This dossier collects reviewer-facing evidence for StatsPAI's readiness as research software. It is intentionally factual and reproducible.
- Repository: https://github.com/brycewang-stanford/StatsPAI
- Package archive: https://doi.org/10.5281/zenodo.19933900
- PyPI: https://pypi.org/project/StatsPAI/
- License: MIT, with a plain-text
LICENSEfile in the repository. - Current release at the time of this dossier:
1.16.0, released on 2026-05-29. - Public GitHub repository creation date: 2025-07-26.
- Public repository activity signals as of 2026-06-01: 212 stars, 39 forks, 23 GitHub releases, and 1 public external user issue in addition to maintainer-created issue/PR activity.
StatsPAI exposes a unified Python interface for causal inference and applied
econometrics. As of release 1.16.0, the registry reports 1,020 public
functions across 81 submodules:
python scripts/registry_stats.py --checkThe registry and schema layer are part of the public surface. They support
programmatic discovery through sp.list_functions(), sp.describe_function(),
and sp.function_schema().
The repository includes several independent validation tracks:
- Unit and integration tests across the main estimator families.
- R parity modules under
tests/r_parity/. - Stata parity modules under
tests/stata_parity/. - Reference-parity checks under
tests/reference_parity/. - Original-paper replay fixtures under
tests/orig_parity/. - Monte Carlo coverage checks under
tests/coverage_monte_carlo/. - Snapshot tests for publication-table output under
tests/output_snapshots/. - Citation and bibliography audits under
tools/. - Reviewer-facing offline examples under
examples/.
The archived local full-suite report records:
5200 passed, 98 skipped, 13 deselected, 1 xfailed, 2 xpassed
on Python 3.9.6 for the default local suite as of 2026-05-17. The exact report
is stored in test_results_full_suite.md.
StatsPAI includes validation fixtures for common teaching and replication benchmarks, including:
- Card-style returns-to-schooling IV estimates.
- LaLonde / Dehejia-Wahba job-training benchmarks.
- Lee-style close-election regression discontinuity.
- Callaway-Sant'Anna difference-in-differences examples.
- California Proposition 99 synthetic-control examples.
Known convention differences are documented in parity reports rather than hidden.
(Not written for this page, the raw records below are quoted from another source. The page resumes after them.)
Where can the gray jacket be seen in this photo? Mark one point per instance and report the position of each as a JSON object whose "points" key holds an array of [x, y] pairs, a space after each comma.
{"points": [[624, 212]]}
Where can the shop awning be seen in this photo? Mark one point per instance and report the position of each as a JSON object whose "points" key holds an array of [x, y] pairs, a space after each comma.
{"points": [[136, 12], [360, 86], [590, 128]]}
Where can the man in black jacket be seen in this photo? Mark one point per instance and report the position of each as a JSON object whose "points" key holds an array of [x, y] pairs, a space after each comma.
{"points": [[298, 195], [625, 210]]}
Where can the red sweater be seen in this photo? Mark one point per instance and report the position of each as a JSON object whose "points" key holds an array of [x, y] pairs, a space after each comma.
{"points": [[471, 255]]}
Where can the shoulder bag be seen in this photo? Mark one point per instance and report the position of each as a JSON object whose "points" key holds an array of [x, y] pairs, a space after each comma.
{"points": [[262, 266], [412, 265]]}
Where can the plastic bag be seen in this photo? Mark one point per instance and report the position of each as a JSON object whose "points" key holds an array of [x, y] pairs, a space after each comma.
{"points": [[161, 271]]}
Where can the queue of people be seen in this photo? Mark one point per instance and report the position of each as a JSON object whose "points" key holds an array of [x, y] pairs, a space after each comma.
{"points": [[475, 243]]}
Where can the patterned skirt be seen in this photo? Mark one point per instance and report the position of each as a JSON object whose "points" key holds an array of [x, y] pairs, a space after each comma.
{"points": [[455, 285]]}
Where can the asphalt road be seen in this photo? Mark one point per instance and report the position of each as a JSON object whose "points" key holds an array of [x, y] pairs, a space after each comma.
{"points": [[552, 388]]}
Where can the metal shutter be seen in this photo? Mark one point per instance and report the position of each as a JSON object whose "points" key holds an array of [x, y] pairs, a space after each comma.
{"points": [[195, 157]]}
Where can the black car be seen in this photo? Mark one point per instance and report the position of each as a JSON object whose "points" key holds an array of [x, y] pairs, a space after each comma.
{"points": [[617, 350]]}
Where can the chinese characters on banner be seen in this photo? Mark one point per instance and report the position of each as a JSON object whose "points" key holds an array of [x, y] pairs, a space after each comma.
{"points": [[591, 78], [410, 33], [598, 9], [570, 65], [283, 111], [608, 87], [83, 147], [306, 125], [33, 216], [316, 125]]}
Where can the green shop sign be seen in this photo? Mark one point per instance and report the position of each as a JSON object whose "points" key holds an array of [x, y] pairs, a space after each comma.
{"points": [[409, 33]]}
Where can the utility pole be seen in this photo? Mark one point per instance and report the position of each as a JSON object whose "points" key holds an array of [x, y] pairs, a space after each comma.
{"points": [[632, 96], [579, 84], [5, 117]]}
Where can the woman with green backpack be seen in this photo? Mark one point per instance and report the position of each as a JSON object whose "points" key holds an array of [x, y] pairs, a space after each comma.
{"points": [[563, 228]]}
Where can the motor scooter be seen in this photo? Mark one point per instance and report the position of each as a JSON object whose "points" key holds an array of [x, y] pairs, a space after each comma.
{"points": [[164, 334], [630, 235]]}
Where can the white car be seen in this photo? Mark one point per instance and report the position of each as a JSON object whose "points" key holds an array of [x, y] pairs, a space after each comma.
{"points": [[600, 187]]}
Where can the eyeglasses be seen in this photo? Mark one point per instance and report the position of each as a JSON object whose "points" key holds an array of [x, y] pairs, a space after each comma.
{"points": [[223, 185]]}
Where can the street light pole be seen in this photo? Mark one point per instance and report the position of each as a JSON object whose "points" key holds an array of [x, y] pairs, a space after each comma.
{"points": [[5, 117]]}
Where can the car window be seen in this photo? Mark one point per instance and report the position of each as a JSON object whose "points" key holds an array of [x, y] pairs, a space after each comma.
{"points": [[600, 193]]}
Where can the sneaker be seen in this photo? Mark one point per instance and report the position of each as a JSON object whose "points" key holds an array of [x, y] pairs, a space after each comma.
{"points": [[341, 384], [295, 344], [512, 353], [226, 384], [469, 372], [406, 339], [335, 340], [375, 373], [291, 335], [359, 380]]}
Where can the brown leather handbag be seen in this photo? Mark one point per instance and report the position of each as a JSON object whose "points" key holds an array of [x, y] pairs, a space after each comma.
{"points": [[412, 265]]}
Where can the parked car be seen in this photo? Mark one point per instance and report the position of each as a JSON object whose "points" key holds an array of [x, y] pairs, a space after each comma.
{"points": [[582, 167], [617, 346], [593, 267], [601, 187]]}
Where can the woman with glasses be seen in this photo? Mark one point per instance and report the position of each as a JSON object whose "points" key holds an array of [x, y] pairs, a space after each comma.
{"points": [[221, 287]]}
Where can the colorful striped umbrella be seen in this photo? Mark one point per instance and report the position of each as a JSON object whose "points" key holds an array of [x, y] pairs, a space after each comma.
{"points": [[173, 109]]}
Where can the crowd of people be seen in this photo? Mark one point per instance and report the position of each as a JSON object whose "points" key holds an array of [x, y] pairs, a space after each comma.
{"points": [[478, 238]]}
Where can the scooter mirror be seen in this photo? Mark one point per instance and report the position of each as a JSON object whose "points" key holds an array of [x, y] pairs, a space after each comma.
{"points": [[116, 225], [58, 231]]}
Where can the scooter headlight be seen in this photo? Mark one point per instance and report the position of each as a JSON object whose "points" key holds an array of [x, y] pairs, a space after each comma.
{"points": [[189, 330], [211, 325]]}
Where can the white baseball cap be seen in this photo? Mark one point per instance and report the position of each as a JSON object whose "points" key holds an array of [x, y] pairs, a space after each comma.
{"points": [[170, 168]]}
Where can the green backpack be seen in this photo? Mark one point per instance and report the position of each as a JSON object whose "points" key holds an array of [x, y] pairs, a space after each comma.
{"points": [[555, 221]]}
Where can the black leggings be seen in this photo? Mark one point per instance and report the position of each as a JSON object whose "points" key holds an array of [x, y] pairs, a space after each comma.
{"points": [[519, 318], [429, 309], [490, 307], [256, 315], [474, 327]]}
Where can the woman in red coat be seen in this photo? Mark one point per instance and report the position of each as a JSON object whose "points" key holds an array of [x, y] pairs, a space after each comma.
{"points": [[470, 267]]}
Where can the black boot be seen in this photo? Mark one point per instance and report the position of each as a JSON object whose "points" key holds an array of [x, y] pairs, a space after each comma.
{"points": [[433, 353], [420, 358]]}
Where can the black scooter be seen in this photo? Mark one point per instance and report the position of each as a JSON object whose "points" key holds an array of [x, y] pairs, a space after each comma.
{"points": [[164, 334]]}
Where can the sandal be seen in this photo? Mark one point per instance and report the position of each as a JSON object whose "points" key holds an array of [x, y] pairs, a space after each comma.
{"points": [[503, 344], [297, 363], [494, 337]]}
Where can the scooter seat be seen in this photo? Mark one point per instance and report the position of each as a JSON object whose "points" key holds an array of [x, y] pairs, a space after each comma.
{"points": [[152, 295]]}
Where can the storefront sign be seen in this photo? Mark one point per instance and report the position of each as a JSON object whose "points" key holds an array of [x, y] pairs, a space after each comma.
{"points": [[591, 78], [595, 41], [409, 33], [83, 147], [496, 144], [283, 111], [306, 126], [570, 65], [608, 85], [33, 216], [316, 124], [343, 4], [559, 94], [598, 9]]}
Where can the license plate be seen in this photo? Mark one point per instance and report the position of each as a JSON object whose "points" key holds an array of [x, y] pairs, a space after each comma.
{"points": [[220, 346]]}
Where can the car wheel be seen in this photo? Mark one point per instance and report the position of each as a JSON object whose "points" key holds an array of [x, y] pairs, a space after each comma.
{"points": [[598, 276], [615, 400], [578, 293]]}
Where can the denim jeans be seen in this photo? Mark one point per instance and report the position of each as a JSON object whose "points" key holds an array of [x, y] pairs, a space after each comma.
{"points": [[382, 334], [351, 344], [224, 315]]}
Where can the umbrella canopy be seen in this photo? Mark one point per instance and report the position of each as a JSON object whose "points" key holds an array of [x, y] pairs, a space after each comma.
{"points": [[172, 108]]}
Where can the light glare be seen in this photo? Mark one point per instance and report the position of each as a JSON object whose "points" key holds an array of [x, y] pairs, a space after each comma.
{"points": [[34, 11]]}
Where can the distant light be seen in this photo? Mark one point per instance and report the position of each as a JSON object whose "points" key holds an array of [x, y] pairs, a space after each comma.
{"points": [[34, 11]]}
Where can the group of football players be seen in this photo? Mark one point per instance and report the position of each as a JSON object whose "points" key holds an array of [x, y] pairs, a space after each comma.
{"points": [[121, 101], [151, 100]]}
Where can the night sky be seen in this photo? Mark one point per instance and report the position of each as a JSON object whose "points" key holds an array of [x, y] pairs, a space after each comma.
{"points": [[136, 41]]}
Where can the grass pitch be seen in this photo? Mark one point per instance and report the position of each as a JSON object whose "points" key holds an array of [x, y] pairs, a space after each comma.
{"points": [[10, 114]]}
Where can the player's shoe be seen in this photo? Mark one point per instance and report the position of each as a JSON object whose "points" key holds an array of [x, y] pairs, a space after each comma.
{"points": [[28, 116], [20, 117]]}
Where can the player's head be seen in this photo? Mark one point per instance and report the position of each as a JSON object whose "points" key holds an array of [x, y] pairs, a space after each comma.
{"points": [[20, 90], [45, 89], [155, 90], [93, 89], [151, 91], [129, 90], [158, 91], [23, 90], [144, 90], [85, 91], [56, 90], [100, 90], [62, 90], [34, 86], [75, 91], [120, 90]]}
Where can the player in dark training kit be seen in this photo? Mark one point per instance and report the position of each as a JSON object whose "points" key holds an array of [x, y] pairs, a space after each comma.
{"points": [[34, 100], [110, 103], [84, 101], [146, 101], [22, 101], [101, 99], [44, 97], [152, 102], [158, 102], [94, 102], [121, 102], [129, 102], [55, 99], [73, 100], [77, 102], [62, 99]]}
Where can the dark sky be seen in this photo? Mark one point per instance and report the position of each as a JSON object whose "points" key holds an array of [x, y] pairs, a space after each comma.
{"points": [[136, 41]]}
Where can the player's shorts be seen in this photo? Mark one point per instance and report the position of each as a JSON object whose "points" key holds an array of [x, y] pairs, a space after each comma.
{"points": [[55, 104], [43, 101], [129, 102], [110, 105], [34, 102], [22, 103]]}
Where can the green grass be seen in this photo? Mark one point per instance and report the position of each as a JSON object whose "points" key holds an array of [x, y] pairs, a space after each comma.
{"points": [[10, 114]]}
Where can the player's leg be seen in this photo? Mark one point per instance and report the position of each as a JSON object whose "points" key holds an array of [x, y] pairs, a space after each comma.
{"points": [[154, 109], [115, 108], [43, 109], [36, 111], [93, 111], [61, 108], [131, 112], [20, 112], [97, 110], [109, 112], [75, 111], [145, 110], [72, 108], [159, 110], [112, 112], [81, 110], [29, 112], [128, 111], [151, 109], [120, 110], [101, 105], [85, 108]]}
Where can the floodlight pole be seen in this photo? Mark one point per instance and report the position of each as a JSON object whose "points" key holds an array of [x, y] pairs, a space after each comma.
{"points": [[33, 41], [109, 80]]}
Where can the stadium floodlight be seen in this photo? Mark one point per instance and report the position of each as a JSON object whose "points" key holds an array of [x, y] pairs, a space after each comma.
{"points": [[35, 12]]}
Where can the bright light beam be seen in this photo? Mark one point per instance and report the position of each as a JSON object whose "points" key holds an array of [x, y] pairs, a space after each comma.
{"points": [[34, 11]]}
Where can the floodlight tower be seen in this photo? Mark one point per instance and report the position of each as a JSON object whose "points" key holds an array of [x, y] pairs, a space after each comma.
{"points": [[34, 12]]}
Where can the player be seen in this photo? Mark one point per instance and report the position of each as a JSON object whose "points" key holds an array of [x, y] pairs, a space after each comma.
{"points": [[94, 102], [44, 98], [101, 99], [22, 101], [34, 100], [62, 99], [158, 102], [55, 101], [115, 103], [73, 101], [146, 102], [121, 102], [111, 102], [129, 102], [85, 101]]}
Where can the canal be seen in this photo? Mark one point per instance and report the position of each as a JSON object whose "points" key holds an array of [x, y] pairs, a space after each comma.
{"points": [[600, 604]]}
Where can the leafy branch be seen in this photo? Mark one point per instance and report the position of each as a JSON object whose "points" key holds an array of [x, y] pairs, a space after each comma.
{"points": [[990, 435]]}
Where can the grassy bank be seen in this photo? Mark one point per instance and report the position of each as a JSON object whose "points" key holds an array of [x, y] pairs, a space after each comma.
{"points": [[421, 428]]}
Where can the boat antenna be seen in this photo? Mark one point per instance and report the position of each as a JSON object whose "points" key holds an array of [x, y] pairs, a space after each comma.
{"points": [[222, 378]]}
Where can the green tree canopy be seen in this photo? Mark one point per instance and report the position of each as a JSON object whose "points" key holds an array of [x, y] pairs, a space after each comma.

For example, bandwidth selectors, regularisation constants, small-sample standard-error conventions, and fold-split randomness are recorded in the R-parity report where they affect exact numerical matching.
sp.dml is StatsPAI's port of the Double/Debiased Machine Learning framework
(Chernozhukov et al., 2018). Because the canonical reference implementations
are the DoubleML packages for R and Python (Bach, Chernozhukov, Kurz,
Spindler & Klaassen), sp.dml is pinned against both so the numerical
claim is auditable from either ecosystem.
The fixture is a fixed seed-42 DGP (n=1000, p=10, true effect θ=0.5) at
tests/reference_parity/_fixtures/dml_data.csv. All three engines consume the
same CSV. On the Python side, sp.dml and doubleml-for-py are given
identical scikit-learn nuisance learners (LassoCV(cv=5) for regression,
LogisticRegressionCV(cv=5) for the binary propensity) and the same fold
partition under a fixed seed, so any divergence reflects a genuine
implementation difference rather than learner choice or split noise.
All four DoubleML model classes are pinned against doubleml-for-py.
The non-instrumented models (PLR, IRM) use dml_data.csv; the
instrumented models (PLIV, IIVM) use the companion dml_iv_data.csv
(n=2000, continuous instrument z_c, binary instrument z_b).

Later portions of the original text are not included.